I admitted up above that “The Tension and the Terror” is my favorite track on this album, but that’s inconsequential at this point. This album is important because of “Your Name Here.” The song is a follow-up to this Taking Back Sunday song, which in turn is a response to this Brand New song. I won’t go into the details of the East Coast/West Coast style feud that marked those bands’ early days, suffice it to say that at a time in my life when I actually WAS emo instead of just being an emo fan, “Your Name Here” helped me to realize that no matter what the conflict is, it’s important to reconcile with the people closest to you if you’ve been driven apart. You just can’t take grudges to the grave.
And then there’s the matter of the chorus: “Go east on Sunrise Highway. / Turn left on Carmans Avenue. / Go right at the first stoplight / And I’ll be outside, waiting for you.” The lyrics are meant to be directions, from John to his estranged pal Jesse, to John’s house on Long Island, ostensibly so they can peace things up. Of course, you can’t put driving directions in a song without diehard fans actually following them, which is what myself, my pal Caitlin, and my buddy Joe, Official Bandmate of Dangerous, Dirty, and Unfun, did one July afternoon. Here’s a picture of me, driving east on Sunrise Highway.
Now, of course, unless you’re crazy, you wouldn’t put the EXACT directions to your house in a song that, who knows, could become a number 1 hit.
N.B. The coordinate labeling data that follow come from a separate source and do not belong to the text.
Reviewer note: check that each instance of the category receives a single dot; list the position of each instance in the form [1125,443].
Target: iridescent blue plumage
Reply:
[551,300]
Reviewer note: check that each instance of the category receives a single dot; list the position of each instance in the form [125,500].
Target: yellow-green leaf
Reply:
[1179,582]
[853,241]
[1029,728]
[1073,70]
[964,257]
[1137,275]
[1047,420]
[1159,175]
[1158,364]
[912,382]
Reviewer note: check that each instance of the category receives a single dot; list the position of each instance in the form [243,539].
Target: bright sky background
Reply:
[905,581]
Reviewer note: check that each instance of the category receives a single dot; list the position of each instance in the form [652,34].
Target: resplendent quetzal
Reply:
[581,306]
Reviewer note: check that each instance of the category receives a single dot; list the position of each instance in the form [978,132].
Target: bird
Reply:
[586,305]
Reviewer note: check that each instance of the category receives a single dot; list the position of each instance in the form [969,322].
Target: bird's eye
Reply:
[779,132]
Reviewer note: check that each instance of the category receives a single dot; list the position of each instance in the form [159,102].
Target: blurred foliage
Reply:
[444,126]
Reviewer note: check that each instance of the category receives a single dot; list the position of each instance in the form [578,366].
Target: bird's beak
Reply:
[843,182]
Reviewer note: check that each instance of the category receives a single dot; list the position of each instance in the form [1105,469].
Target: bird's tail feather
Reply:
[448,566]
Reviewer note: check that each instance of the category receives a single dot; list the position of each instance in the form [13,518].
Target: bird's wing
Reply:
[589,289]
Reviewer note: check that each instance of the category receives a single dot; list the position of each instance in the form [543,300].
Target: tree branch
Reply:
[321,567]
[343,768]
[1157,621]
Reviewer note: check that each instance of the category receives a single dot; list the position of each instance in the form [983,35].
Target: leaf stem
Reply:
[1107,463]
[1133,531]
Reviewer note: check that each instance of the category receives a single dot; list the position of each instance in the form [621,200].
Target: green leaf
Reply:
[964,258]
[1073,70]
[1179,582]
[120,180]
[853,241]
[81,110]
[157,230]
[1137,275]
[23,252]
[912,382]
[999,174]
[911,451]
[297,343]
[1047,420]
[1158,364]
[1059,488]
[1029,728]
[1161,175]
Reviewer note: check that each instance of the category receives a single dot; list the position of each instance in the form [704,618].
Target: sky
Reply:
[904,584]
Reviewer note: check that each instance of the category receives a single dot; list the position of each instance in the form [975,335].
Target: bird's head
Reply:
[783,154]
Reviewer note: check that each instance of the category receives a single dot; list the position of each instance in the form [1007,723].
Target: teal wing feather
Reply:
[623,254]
So there’s really no such thing as “Carmans Avenue,” but there is a Carmans Road in Massapequa. And you can’t actually turn left onto it; rather, you’ve got to make a U-turn and then turn right. And at that point, if you go right at the first stop light, you’re really only hooking back up with Sunrise Highway. Here’s a photograph of your hero, this blog’s protagonist, me, at the final destination of the chorus to “Your Name Here.”
So, you know, did we learn anything? Is there some sort of didactic moral to this sad tale of a wasted afternoon? Absolutely not. Except, every time I go to a Straylight Run show and this song gets played, I get to nudge the dude next to me and say “Hey, I did that!” Ah, memories.